Si à travers le temps, elle résiste à l’usure et tente tant bien que mal de s’affirmer à l’occasion de quelques actions sporadiques, son essence n’y est plus. Perverti par le laxisme et la politisation qui incarnent les projets publics au Gabon, la journée citoyenne n’existe plus que de nom.

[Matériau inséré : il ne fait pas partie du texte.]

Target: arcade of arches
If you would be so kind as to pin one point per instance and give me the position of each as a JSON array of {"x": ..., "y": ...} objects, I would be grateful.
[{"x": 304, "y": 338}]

Ce projet censé être un catalyseur de changement pour la salubrité de Libreville surtout, a échoué à sa mission.
Habitants, institutions, administrations, agents municipaux, entreprises, ONGs et autres acteurs n’ont pas su, plus de quinze ans après, s’approprier cette belle initiative. Or, le rappelait si bien un ministre de la République : « il est important que tout citoyen puisse se conformer à cette obligation républicaine, qui voudrait que, chaque premier samedi du mois, chacun à son niveau, puisse s’impliquer dans l’assainissement de son environnement (…)».
Lorsque l’on se prête à une observation, force est de constater que cette exigence n’est pas respectée. Les gabonais, pour la grande majorité, n’ont pas vraiment assimilé le sens profond de cette journée, encore moins compris les enjeux derrière cette mesure, chacun l’exploitant au gré de son image et ses volontés politique et citoyenne. Or, c’est sur la base de ce type d’initiative que les pays tels que le Rwanda ont réussi à devenir des modèles africains en matière de salubrité. Le Gabon, lui, se contente des beaux slogans sans jamais passer réellement à l’exemplarité.
Dans les quartiers, les auxiliaires de commandement que sont les chefs ne font pas fi de cette mesure, laissant chacun libre cours à ses actions face à cette responsabilité censée être partagée. Mais si le Gabon échoue à implémenter cette mesure, c’est peut-être parce que nous sommes, peut-être, foncièrement connectés à l’insalubrité. Cela fait peut-être partie de notre ADN.